The Formula
Return on Equity is calculated as:
ROE = Net Income / Shareholders' Equity
If a company earns $10 million in net income and has $50 million in shareholders' equity, its ROE is 20%. That means the company generated 20 cents of profit for every dollar of equity capital.
Why ROE Matters
ROE directly answers the question: how well is management using the capital that shareholders have entrusted to it? High ROE (typically above 15%) suggests the company can reinvest profits at attractive rates, compounding value over time.
Warren Buffett has historically favored companies with consistently high ROE, viewing it as a sign of durable competitive advantage.
The DuPont Decomposition
ROE can be decomposed into three drivers using the DuPont formula:
ROE = Net Margin x Asset Turnover x Equity Multiplier
This reveals whether high ROE comes from strong profitability (high margins), efficient asset use (high turnover), or heavy leverage (high equity multiplier).

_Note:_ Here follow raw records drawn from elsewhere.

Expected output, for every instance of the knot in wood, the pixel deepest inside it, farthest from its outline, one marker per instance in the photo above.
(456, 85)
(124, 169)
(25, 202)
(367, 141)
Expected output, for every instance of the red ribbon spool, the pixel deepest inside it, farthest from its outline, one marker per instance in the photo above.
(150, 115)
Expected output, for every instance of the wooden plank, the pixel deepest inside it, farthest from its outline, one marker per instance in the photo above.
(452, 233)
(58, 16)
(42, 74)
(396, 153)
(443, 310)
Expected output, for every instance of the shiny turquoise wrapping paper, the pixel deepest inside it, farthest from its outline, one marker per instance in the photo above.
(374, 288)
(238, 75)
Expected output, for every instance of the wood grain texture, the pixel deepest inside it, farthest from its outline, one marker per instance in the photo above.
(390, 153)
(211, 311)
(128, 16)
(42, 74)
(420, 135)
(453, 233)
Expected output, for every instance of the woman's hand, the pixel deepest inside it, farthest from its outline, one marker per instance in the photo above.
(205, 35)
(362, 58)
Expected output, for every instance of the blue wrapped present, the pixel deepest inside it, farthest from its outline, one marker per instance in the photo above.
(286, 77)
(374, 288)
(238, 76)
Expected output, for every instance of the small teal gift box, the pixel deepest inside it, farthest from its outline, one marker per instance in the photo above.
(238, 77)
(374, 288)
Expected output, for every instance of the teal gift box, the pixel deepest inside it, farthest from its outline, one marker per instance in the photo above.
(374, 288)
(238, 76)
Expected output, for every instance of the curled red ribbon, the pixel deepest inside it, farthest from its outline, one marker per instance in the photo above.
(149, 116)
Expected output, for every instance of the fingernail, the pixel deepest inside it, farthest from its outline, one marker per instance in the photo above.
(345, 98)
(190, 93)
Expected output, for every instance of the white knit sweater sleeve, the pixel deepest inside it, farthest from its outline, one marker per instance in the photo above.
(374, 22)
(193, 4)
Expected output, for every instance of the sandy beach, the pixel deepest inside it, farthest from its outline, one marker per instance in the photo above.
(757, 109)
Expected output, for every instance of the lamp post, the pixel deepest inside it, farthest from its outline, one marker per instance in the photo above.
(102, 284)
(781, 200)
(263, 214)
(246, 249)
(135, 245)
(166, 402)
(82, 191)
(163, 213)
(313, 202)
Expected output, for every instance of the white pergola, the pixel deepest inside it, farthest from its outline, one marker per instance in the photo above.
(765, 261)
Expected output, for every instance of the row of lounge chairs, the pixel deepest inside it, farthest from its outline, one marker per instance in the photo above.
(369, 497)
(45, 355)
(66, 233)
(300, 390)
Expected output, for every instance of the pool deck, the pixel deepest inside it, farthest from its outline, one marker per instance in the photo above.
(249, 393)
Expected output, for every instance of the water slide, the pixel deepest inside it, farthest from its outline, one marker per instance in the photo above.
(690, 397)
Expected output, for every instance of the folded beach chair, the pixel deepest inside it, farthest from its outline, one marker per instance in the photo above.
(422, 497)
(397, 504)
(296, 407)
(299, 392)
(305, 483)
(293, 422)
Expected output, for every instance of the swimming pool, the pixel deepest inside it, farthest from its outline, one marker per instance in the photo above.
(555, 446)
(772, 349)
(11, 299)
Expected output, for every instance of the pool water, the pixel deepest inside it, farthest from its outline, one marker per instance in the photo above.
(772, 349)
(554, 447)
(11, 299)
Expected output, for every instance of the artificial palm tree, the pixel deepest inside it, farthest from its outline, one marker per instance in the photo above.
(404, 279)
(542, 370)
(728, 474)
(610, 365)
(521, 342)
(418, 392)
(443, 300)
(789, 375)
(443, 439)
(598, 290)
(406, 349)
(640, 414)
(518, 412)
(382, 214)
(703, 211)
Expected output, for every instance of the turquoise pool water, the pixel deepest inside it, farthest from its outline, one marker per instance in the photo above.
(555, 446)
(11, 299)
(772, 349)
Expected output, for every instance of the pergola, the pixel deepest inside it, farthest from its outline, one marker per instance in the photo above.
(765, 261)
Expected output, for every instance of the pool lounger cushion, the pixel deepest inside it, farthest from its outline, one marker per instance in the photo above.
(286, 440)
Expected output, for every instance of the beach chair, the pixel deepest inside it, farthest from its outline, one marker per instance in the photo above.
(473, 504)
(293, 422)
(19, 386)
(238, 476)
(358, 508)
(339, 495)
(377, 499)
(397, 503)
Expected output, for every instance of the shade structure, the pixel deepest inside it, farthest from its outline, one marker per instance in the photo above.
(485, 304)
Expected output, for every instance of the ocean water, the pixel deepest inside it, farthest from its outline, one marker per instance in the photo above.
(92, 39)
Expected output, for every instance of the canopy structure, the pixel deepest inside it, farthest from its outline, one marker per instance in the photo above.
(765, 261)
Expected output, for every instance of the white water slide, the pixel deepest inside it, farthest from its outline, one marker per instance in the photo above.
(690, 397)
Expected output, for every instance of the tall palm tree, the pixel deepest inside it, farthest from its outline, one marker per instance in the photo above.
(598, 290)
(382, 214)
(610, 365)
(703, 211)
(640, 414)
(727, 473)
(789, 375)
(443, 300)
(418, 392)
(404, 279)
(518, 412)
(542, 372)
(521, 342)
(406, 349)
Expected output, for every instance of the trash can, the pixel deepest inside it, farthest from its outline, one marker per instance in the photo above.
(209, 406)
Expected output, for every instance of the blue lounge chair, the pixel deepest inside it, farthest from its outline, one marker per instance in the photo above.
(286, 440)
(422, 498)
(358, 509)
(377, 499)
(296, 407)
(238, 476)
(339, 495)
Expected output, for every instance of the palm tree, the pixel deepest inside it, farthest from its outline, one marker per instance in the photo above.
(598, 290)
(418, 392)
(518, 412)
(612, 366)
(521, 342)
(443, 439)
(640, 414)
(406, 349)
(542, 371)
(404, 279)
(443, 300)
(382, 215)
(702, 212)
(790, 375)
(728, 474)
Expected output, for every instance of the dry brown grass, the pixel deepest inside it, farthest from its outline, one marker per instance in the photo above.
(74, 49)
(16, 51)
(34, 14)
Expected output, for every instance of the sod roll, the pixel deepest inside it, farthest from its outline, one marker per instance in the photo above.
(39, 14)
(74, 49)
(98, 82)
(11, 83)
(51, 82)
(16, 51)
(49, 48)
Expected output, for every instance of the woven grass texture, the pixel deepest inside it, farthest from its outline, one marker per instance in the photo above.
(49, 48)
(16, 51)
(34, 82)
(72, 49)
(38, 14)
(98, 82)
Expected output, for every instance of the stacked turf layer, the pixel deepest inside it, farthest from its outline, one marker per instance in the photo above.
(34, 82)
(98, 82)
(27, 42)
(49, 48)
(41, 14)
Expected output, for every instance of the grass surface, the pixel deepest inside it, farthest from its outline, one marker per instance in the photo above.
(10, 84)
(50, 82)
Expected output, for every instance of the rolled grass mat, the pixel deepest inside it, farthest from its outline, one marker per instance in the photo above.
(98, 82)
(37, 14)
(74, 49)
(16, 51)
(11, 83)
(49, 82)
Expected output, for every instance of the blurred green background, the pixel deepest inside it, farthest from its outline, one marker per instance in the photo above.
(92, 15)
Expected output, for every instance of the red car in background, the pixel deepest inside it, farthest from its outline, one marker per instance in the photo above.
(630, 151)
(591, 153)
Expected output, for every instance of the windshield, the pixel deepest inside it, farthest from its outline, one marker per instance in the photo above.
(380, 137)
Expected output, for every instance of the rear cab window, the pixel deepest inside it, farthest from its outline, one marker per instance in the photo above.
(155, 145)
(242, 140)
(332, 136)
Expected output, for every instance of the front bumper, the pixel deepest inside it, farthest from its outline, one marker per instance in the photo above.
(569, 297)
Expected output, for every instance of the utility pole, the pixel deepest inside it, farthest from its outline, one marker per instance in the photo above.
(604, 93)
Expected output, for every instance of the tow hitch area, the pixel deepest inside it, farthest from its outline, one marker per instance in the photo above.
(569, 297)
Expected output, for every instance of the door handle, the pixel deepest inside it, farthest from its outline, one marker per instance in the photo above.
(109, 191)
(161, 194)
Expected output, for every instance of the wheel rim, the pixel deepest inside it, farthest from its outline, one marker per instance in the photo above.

Two companies with identical ROE may achieve it through very different means, and the distinction matters for risk assessment.
Limitations and Pitfalls
Companies with very low or negative equity (often from aggressive share buybacks or accumulated losses) can show misleadingly high ROE. A company with $1 million in equity and $500,000 in income shows 50% ROE, but the thin equity base may indicate financial fragility.
ROE also ignores debt entirely in its numerator. A company that borrows heavily to boost returns will show higher ROE, but the added leverage increases risk. This is why Apter evaluates ROE alongside Debt-to-Equity and other balance sheet metrics.